Utilizing PyArrow to improve pandas and Dask workflows

Get the most out of PyArrow support in pandas and Dask right now

Introduction

This post investigates where we can use PyArrow to improve our pandas and Dask workflows right now. General support for PyArrow dtypes was added with pandas 2.0 to pandas and Dask. This solves a bunch of long-standing pains for users of both libraries. pandas users often complain to me that pandas does not support missing values in arbitrary dtypes or that non-standard dtypes are not very well supported. A particularly annoying problem for Dask users is running out of memory with large datasets. PyArrow backed string columns consume up to 70% less memory compared to NumPy object columns and thus have the potential to mitigate this problem as well as providing a huge performance improvement.

Support for PyArrow dtypes in pandas, and by extension Dask, is still relatively new. I would recommend caution when opting into the PyArrow dtype_backend until at least pandas 2.1 is released. Not every part of both APIs is optimized yet. You should be able to get a big improvement in certain workflows though. This post will go over a couple of examples where I'd recommend switching to PyArrow right away, because it already provides huge benefits.

Dask itself can benefit in various ways from PyArrow dtypes. We will investigate how PyArrow backed strings can easily mitigate the pain point of running out of memory on Dask clusters and how we can improve performance through utilizing PyArrow.

I am part of the pandas core team and was heavily involved in implementing and improving PyArrow support in pandas. I've recently joined Coiled where I am working on Dask. One of my tasks is improving the PyArrow integration.

General overview of PyArrow support

PyArrow dtypes were initially introduced in pandas 1.5. The implementation was experimental and I wouldn't recommend using it on pandas 1.5.x. Support for them is still relatively new. pandas 2.0 provides a huge improvement, including making opting into PyArrow backed DataFrames easy. We are still working on supporting them properly everywhere, and thus they should be used with caution until at least pandas 2.1 is released. Both projects work continuously to improve support throughout Dask and pandas.

We encourage users to try them out! This will help us to get a better idea of what is still lacking support or is not fast enough. Giving feedback helps us improve support and will drastically reduce the time that is necessary to create a smooth user experience.

Dataset

We will use the taxi dataset from New York City that contains all Uber and Lyft rides. It has some interesting attributes like price, tips, driver pay and many more. The dataset can be found here (see terms of service) and is stored in parquet files. When analyzing Dask queries, we will use a publicly available S3 bucket to simplify our queries: s3://coiled-datasets/uber-lyft-tlc/. We will use the dataset from December 2022 for our pandas queries, since this is the maximum that fits comfortably into memory on my machine (24GB of RAM). We have to avoid stressing our RAM usage, since this might introduce side effects when analyzing performance.

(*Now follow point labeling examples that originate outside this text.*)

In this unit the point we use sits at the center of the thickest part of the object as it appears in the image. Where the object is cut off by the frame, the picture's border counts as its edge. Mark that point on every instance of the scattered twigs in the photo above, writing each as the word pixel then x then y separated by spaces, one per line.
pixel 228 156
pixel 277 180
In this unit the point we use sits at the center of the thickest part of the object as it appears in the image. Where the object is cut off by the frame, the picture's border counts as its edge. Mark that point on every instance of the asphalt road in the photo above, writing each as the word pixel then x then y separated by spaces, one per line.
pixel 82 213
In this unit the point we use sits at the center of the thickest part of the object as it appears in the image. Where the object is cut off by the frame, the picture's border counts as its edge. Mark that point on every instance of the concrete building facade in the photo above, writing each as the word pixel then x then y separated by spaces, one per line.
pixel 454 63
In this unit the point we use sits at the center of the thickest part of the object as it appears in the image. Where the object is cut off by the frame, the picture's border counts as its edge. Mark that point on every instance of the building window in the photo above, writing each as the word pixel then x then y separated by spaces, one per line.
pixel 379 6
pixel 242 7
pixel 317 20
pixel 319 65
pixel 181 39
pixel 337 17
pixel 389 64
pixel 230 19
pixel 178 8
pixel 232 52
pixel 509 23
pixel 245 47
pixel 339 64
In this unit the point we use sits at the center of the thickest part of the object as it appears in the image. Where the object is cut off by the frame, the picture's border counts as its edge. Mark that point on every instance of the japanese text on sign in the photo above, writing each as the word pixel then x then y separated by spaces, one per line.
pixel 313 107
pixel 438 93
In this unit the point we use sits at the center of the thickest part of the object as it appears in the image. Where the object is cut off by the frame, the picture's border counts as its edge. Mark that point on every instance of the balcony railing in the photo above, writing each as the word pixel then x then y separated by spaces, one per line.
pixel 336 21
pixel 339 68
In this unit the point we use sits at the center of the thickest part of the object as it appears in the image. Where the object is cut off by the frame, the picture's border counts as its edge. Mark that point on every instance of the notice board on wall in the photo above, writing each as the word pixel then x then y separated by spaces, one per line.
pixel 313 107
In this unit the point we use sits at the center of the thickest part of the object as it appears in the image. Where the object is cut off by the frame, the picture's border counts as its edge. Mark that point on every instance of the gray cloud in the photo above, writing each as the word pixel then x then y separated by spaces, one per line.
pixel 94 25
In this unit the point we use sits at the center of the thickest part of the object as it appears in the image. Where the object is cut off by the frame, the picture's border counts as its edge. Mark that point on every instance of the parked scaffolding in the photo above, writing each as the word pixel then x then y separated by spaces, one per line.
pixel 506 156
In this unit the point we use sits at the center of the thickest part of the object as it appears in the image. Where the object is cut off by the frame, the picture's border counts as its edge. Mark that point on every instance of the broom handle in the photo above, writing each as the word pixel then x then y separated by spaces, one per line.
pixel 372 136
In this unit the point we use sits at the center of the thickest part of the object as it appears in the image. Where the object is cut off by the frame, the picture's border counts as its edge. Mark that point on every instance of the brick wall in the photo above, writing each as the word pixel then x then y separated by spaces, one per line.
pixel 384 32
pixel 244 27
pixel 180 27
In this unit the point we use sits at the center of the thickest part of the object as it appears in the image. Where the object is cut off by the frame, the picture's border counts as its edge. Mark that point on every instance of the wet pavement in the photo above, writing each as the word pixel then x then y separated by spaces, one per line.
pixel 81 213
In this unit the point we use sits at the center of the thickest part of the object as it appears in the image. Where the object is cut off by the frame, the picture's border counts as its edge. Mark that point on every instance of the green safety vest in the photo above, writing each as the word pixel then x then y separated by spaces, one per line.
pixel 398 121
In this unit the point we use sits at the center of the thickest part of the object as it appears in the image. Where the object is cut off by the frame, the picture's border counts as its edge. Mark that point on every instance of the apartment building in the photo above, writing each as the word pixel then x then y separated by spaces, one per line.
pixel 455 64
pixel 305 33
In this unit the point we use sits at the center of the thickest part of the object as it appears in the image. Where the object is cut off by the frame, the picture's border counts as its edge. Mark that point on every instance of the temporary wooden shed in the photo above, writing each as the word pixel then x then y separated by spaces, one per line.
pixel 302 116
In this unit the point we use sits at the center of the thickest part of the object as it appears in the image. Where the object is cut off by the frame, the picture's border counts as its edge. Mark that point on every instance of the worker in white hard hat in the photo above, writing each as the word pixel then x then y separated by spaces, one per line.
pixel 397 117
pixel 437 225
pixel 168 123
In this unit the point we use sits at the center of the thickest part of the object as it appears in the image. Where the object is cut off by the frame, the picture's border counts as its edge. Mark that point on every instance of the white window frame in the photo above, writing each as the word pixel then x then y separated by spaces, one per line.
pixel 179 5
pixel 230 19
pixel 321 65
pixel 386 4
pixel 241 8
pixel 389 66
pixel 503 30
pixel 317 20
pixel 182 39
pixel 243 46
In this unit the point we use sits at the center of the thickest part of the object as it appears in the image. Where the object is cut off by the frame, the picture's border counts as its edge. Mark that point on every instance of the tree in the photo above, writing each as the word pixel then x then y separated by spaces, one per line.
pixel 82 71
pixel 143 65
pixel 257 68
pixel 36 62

We will also investigate the performance of read_csv. We will use the Crimes in Chicago dataset that can be found here.

Dask cluster

There are various different options to set up a Dask cluster, see the Dask documentation for a non-exhaustive list of deployment options. I will use Coiled to create a cluster on AWS with 30 machines through:

import coiled

cluster = coiled.Cluster(
    n_workers=30,
    name="dask-performance-comparisons",
    region="us-east-2",  # this is the region of our dataset
    worker_vm_type="m6i.large",
)

Coiled is connected to my AWS account. It creates the cluster within my account and manages all resources for me. 30 machines are enough to operate on our dataset comfortably. We will investigate how we can reduce the required number of workers to 15 through some small modifications.

pandas StringDtype backed by PyArrow

We begin with a feature that was originally introduced over 3 years ago in pandas 1.0. Setting the dtype in pandas or Dask to string returns an object with StringDtype. This feature is relatively mature and should provide a smooth user experience.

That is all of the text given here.